AFTER a lifetime on the fringes of French politics, and the despised fringes at that, Jean-Marie Le Pen now finds himself very much centre stage. And the spotlight will be a godsend for a man who has always courted controversy.

While his most infamous pronouncement may have been describing the Holocaust as a "detail" in history in the 1980s, during this year's campaign he has been unafraid to link rising crime, and fear of crime, to immigration.

And this emphasis on law and order may have been key to lifting Le Pen from being the eternal Third Man of French politics to shaking the very foundations of the Republic in his fourth presidential poll.

The 73-year-old is a political survivor, becoming the youngest deputy in France at the age of 27. And even then he had a reputation as a bully.

As president of a group of right-wing law students, he was notorious for brawling in Paris, and at one political meeting he mounted a platform to slap an opponent. The beating he received in return resulted in him lose the sight of an eye, although he has long since eschewed the eye-patch in favour of a glass replacement.

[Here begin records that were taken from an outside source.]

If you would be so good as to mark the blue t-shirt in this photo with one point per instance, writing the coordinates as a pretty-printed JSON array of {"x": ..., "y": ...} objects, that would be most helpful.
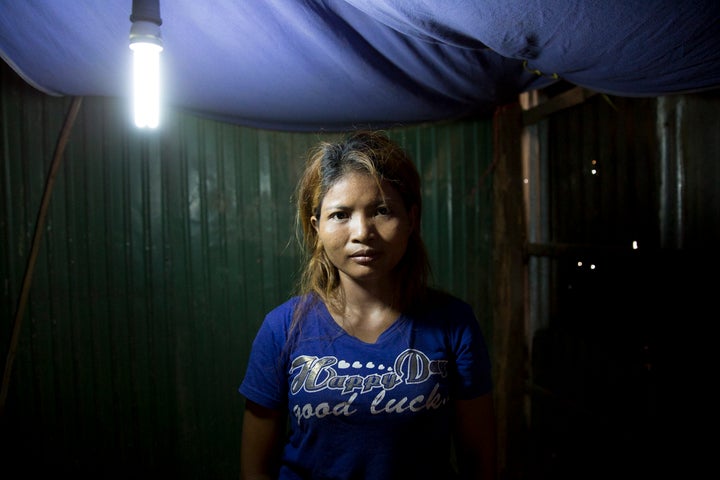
[{"x": 368, "y": 411}]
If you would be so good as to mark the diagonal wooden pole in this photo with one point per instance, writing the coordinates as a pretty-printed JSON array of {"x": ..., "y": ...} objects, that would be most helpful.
[{"x": 39, "y": 228}]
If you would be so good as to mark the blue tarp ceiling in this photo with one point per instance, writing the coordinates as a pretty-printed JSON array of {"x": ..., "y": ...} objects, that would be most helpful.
[{"x": 303, "y": 65}]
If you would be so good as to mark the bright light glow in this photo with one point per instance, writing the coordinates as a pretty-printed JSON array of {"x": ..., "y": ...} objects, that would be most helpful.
[{"x": 146, "y": 83}]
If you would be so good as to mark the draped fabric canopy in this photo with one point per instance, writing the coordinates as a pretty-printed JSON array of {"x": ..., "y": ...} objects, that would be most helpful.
[{"x": 310, "y": 65}]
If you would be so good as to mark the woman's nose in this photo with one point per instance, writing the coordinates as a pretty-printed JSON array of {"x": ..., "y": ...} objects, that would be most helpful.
[{"x": 362, "y": 228}]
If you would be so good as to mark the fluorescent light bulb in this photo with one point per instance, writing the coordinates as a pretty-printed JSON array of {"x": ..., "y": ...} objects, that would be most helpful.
[
  {"x": 146, "y": 83},
  {"x": 146, "y": 45}
]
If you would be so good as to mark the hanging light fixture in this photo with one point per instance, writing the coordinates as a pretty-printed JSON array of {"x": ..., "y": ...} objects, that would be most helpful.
[{"x": 146, "y": 45}]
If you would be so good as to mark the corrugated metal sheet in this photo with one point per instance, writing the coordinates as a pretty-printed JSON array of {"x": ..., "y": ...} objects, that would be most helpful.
[
  {"x": 623, "y": 330},
  {"x": 160, "y": 256}
]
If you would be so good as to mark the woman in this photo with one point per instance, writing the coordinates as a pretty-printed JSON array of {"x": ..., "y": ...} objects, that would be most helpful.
[{"x": 367, "y": 373}]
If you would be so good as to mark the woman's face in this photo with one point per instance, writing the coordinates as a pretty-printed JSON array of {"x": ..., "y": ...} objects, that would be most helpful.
[{"x": 363, "y": 232}]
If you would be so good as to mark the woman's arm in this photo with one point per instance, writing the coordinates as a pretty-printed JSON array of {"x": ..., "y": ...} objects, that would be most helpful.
[
  {"x": 475, "y": 438},
  {"x": 261, "y": 442}
]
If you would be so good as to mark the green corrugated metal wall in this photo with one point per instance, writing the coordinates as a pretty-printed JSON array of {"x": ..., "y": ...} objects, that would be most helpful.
[{"x": 160, "y": 255}]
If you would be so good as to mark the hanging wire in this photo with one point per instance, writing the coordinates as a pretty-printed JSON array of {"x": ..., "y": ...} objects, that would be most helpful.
[{"x": 39, "y": 228}]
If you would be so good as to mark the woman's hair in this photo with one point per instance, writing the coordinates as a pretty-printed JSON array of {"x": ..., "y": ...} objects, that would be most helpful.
[{"x": 374, "y": 154}]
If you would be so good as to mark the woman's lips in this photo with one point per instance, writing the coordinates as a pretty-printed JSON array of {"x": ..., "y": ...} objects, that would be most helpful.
[{"x": 364, "y": 257}]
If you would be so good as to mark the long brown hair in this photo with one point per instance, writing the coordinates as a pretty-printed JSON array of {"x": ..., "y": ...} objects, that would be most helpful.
[{"x": 372, "y": 153}]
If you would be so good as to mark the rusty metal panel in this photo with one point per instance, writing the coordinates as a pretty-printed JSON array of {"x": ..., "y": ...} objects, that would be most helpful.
[{"x": 161, "y": 254}]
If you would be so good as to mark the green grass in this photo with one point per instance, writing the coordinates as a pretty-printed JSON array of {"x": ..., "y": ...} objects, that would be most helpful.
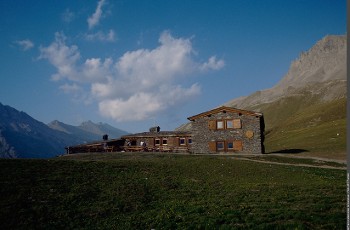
[
  {"x": 164, "y": 191},
  {"x": 294, "y": 160},
  {"x": 320, "y": 128}
]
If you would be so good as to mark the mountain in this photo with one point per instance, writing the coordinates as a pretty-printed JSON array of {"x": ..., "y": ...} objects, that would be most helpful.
[
  {"x": 307, "y": 108},
  {"x": 88, "y": 131},
  {"x": 324, "y": 65},
  {"x": 21, "y": 136}
]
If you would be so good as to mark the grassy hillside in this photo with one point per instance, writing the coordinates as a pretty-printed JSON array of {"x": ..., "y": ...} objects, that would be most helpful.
[
  {"x": 154, "y": 191},
  {"x": 306, "y": 124}
]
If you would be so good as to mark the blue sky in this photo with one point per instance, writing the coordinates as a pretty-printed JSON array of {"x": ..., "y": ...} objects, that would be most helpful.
[{"x": 134, "y": 64}]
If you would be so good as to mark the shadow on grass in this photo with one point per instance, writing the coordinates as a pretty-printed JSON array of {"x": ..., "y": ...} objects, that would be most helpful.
[{"x": 290, "y": 151}]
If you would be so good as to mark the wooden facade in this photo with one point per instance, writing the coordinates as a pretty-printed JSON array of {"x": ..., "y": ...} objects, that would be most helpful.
[
  {"x": 159, "y": 141},
  {"x": 221, "y": 130}
]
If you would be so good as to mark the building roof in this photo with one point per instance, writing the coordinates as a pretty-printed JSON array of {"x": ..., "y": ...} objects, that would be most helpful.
[
  {"x": 225, "y": 109},
  {"x": 158, "y": 134}
]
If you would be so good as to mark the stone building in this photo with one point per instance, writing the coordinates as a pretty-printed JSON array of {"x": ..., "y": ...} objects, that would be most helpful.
[
  {"x": 221, "y": 130},
  {"x": 227, "y": 130}
]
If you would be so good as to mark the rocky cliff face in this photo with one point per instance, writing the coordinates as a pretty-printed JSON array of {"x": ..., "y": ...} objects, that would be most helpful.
[{"x": 320, "y": 70}]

Le Pen served in the Foreign Legion in Indochina, but it was his exploits with the Parachute Division in Algeria which saw him accused of torturing Arab prisoners. Although he acknowledged in a magazine article that he participated in "torture because it was necessary", he took legal action against allegations that he was a torturer.

He set up the National Front in France in 1972, but managed less than one per cent of the vote in the 1974 presidential election. But his anti-Marxism at a time when the Communists were a powerful force, and the effects of economic recession, combined with unease at the level of immigration, bolstered his popular support.

But his rise to prominence did not curb his aggressive tendencies. Five years ago he punched a socialist rival, almost costing him his seat in the European Parliament.

His personal life has been no less colourful than his political career. Le Pen lives in a mansion in the Paris suburb of Saint-Cloud, looked after by a team of servants.

Most of his fortune was inherited from an eccentric alcoholic millionaire, Hubert Lambert, who died of liver failure at the age of 42, having been in and out of psychiatric hospitals. Nor has this been his only benefaction - Yvonne Perrot was surprised to discover that her brother left his entire estate to Le Pen, and five years ago persuaded a court to overturn the will.

Le Pen's wife of 25 years, Pierrette, ran off with a journalist in the mid-1980s, and when she complained that she was short of money, the National Front leader said she could work as a maid.

But Pierrette had the last word, dressing up as a maid in a series of revealing poses in Playboy magazine. A far cry from being the next First Lady of France.